Com a perplexidade infantil de «que fazer» se numa democracia a maioria é pela reacção, encobre-se a questão da política real, verdadeira, viva, quando tanto os Purichkévitch como os Kokóchkine consideram criminosa até mesmo a idéia da separação! Provavelmente, os proletários de toda a Rússia devem conduzir hoje a luta não contra os Purichkévitch e os Kokóchkine, mas, deixando-os de lado, contra as classes reaccionárias da Polónia!!
E semelhantes incríveis absurdos escrevem-se no órgão dos liquidacionistas, do qual um dos dirigentes ideológicos é o senhor L. Mártov. O mesmo L. Mártov que redigiu o projecto de programa e o defendeu em 1903, e que mesmo depois escreveu em defesa da liberdade e da separação. L. Mártov raciocina agora, pelos vistos, segundo a regra:
Um inteligente não faz falta,Mandem para lá o ReadQue eu cá fico a ver.
Ele manda o Read-Semkóvski e permite que num jornal diário, perante novas camadas de leitores que desconhecem o nosso programa, este seja deturpado e confundido sem fim!

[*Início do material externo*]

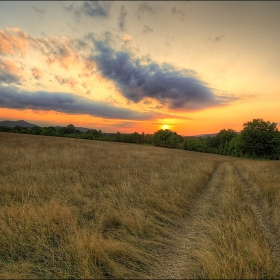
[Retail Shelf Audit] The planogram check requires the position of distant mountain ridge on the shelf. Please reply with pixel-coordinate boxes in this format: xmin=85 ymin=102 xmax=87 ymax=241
xmin=0 ymin=120 xmax=225 ymax=138
xmin=0 ymin=120 xmax=38 ymax=127
xmin=0 ymin=120 xmax=90 ymax=132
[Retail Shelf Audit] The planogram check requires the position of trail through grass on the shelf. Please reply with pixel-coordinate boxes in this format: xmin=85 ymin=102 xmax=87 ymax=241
xmin=0 ymin=133 xmax=280 ymax=279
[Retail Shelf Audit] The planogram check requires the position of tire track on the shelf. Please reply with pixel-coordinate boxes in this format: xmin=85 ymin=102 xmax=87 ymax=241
xmin=151 ymin=162 xmax=228 ymax=279
xmin=234 ymin=164 xmax=280 ymax=267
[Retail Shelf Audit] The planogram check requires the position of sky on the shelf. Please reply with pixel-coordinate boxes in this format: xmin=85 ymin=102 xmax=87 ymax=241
xmin=0 ymin=1 xmax=280 ymax=136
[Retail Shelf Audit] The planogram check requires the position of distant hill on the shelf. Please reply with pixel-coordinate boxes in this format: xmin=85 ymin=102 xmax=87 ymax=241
xmin=0 ymin=120 xmax=37 ymax=127
xmin=55 ymin=125 xmax=91 ymax=132
xmin=188 ymin=133 xmax=218 ymax=138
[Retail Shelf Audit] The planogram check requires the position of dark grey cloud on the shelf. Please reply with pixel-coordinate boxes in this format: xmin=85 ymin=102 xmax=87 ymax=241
xmin=138 ymin=2 xmax=156 ymax=14
xmin=0 ymin=85 xmax=184 ymax=120
xmin=90 ymin=36 xmax=235 ymax=111
xmin=118 ymin=6 xmax=127 ymax=30
xmin=143 ymin=25 xmax=154 ymax=34
xmin=82 ymin=1 xmax=111 ymax=17
xmin=0 ymin=59 xmax=21 ymax=84
xmin=0 ymin=69 xmax=20 ymax=84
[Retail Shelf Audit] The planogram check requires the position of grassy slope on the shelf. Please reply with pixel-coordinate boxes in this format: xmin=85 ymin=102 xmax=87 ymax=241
xmin=0 ymin=133 xmax=279 ymax=278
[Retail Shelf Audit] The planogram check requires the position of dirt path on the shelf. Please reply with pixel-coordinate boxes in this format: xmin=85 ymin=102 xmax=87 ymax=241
xmin=151 ymin=163 xmax=228 ymax=279
xmin=234 ymin=164 xmax=280 ymax=265
xmin=150 ymin=161 xmax=280 ymax=279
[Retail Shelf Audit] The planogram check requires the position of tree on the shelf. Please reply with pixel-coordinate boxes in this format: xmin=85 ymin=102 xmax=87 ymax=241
xmin=240 ymin=119 xmax=280 ymax=159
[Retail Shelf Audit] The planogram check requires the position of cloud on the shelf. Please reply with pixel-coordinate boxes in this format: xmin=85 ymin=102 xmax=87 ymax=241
xmin=31 ymin=67 xmax=43 ymax=80
xmin=0 ymin=59 xmax=21 ymax=84
xmin=208 ymin=35 xmax=225 ymax=42
xmin=55 ymin=75 xmax=77 ymax=89
xmin=0 ymin=28 xmax=30 ymax=56
xmin=32 ymin=6 xmax=45 ymax=18
xmin=171 ymin=7 xmax=185 ymax=19
xmin=0 ymin=85 xmax=182 ymax=120
xmin=81 ymin=1 xmax=111 ymax=18
xmin=0 ymin=28 xmax=82 ymax=69
xmin=118 ymin=6 xmax=127 ymax=30
xmin=138 ymin=2 xmax=156 ymax=15
xmin=143 ymin=25 xmax=154 ymax=34
xmin=38 ymin=38 xmax=80 ymax=69
xmin=88 ymin=37 xmax=235 ymax=111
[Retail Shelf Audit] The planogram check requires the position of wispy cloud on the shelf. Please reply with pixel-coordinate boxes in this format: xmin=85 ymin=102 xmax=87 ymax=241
xmin=0 ymin=28 xmax=30 ymax=56
xmin=55 ymin=75 xmax=77 ymax=89
xmin=32 ymin=6 xmax=45 ymax=17
xmin=171 ymin=7 xmax=185 ymax=19
xmin=138 ymin=2 xmax=156 ymax=14
xmin=82 ymin=1 xmax=111 ymax=17
xmin=143 ymin=25 xmax=154 ymax=34
xmin=0 ymin=85 xmax=182 ymax=120
xmin=0 ymin=59 xmax=21 ymax=84
xmin=31 ymin=67 xmax=43 ymax=80
xmin=118 ymin=6 xmax=127 ymax=30
xmin=88 ymin=37 xmax=234 ymax=111
xmin=208 ymin=35 xmax=225 ymax=42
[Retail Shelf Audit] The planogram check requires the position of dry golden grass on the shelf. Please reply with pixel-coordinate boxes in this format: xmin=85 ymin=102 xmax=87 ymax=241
xmin=0 ymin=133 xmax=280 ymax=279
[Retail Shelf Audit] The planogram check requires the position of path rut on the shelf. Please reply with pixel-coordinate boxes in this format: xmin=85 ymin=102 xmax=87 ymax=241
xmin=151 ymin=163 xmax=228 ymax=279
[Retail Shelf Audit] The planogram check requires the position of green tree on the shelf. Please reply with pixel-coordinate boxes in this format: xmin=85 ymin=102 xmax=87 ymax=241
xmin=241 ymin=119 xmax=280 ymax=159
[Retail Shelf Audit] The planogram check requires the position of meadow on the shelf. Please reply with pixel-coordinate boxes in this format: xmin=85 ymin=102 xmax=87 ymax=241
xmin=0 ymin=132 xmax=280 ymax=279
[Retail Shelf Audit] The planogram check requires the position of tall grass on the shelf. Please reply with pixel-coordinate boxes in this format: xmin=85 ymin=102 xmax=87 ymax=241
xmin=0 ymin=133 xmax=221 ymax=278
xmin=0 ymin=133 xmax=280 ymax=279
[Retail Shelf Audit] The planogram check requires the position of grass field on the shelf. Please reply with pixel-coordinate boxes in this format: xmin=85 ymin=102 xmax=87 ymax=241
xmin=0 ymin=133 xmax=280 ymax=279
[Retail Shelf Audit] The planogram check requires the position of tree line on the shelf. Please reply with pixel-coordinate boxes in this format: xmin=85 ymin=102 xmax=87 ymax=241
xmin=0 ymin=119 xmax=280 ymax=160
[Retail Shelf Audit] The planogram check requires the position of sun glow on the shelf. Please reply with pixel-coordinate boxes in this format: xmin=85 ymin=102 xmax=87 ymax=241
xmin=162 ymin=124 xmax=169 ymax=130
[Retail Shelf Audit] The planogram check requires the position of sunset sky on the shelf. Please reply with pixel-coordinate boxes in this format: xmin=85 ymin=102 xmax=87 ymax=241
xmin=0 ymin=1 xmax=280 ymax=136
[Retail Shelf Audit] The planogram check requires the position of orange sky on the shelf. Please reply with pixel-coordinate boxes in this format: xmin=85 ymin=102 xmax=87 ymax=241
xmin=0 ymin=1 xmax=280 ymax=135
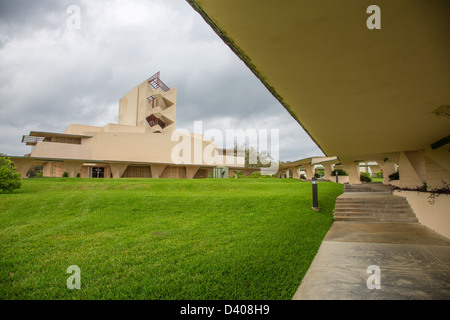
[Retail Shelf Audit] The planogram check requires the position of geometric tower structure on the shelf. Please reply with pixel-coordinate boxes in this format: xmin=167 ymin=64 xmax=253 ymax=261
xmin=118 ymin=72 xmax=177 ymax=133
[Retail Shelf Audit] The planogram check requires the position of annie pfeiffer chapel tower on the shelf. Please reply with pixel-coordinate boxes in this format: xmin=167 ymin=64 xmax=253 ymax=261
xmin=12 ymin=72 xmax=246 ymax=179
xmin=119 ymin=72 xmax=177 ymax=133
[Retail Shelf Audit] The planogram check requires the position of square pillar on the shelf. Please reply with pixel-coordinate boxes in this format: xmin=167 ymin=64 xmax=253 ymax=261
xmin=10 ymin=157 xmax=34 ymax=178
xmin=64 ymin=160 xmax=84 ymax=178
xmin=322 ymin=164 xmax=336 ymax=181
xmin=150 ymin=164 xmax=167 ymax=179
xmin=377 ymin=161 xmax=397 ymax=185
xmin=186 ymin=166 xmax=200 ymax=179
xmin=109 ymin=163 xmax=129 ymax=178
xmin=289 ymin=167 xmax=300 ymax=179
xmin=303 ymin=164 xmax=315 ymax=179
xmin=342 ymin=162 xmax=362 ymax=184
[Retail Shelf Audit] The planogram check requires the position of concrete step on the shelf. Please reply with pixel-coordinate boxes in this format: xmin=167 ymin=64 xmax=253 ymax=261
xmin=334 ymin=215 xmax=418 ymax=222
xmin=334 ymin=216 xmax=378 ymax=222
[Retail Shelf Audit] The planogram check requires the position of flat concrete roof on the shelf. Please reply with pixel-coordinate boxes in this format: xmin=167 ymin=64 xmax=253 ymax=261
xmin=30 ymin=131 xmax=92 ymax=138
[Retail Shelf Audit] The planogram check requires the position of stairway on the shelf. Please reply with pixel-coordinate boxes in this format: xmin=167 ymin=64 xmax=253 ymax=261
xmin=334 ymin=184 xmax=418 ymax=222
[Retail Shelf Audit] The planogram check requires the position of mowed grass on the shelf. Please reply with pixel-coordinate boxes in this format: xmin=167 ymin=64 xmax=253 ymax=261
xmin=0 ymin=178 xmax=343 ymax=300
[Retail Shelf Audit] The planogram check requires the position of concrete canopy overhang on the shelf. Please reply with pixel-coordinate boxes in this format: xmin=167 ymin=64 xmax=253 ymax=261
xmin=187 ymin=0 xmax=450 ymax=161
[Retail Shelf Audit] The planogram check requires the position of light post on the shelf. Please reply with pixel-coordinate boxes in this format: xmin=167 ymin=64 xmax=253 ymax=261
xmin=312 ymin=177 xmax=320 ymax=211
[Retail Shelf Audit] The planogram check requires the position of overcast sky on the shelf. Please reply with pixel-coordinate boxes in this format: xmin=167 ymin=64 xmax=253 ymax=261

Sim, sim, o liquidacionismo foi longe — do espírito de partido não ficou nem vestígio mesmo em muitos ex-sociais-democratas destacados.

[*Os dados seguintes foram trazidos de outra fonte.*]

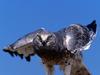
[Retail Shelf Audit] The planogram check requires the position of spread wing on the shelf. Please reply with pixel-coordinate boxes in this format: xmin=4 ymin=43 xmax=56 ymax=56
xmin=59 ymin=21 xmax=96 ymax=53
xmin=3 ymin=29 xmax=42 ymax=61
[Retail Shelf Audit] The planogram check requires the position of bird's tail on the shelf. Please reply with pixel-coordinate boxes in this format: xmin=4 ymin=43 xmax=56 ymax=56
xmin=71 ymin=61 xmax=91 ymax=75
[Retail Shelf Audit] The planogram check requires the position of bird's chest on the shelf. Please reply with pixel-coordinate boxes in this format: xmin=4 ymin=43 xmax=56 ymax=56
xmin=37 ymin=49 xmax=71 ymax=64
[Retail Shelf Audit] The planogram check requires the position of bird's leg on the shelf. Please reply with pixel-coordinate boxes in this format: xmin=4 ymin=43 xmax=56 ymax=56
xmin=45 ymin=64 xmax=54 ymax=75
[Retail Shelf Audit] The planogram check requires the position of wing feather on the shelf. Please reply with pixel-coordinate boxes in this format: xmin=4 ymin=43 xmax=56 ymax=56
xmin=3 ymin=29 xmax=43 ymax=61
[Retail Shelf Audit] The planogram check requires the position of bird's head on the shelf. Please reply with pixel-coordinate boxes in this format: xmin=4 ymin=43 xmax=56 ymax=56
xmin=86 ymin=20 xmax=97 ymax=39
xmin=33 ymin=29 xmax=56 ymax=48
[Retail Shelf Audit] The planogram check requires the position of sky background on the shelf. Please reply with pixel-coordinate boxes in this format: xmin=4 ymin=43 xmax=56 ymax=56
xmin=0 ymin=0 xmax=100 ymax=75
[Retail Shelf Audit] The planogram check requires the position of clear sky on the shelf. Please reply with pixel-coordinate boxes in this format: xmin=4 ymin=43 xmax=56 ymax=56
xmin=0 ymin=0 xmax=100 ymax=75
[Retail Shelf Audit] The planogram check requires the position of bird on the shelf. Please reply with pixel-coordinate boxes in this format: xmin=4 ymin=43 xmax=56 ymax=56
xmin=3 ymin=21 xmax=96 ymax=75
xmin=58 ymin=20 xmax=97 ymax=75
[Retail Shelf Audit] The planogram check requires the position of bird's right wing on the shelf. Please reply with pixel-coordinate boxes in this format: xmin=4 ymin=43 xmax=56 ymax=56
xmin=3 ymin=29 xmax=42 ymax=61
xmin=70 ymin=57 xmax=91 ymax=75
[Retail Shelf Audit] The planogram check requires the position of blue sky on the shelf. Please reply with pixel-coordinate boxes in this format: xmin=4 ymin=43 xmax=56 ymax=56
xmin=0 ymin=0 xmax=100 ymax=75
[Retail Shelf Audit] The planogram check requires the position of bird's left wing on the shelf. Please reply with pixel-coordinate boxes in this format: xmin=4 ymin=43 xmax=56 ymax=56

Rosa Luxemburg, naturalmente, não pode ser equiparada aos Líbman, Iurkévitch, Semkóvski, mas o facto de que precisamente semelhantes pessoas se agarraram aos seus erros mostra com particular clareza o oportunismo em que ela caiu.

Sobre o Direito das Nações à Autodeterminação VIII

8. O Utópico Karl Marx e a Prática Rosa Luxemburg

Declarando «utopia» a independência da Polónia e repetindo isto frequentemente até à náusea, Rosa Luxemburg exclama ironicamente: porque não apresentar então a reivindicação da independência da Irlanda?
Pelos vistos a «prática» Rosa Luxemburg desconhece qual foi a atitude de K. Marx para com a questão da independência da Irlanda. Vale a pena determo-nos nisto para mostrar a análise, de um ponto de vista efectivamente marxista e não oportunista, de uma reivindicação concreta de independência nacional.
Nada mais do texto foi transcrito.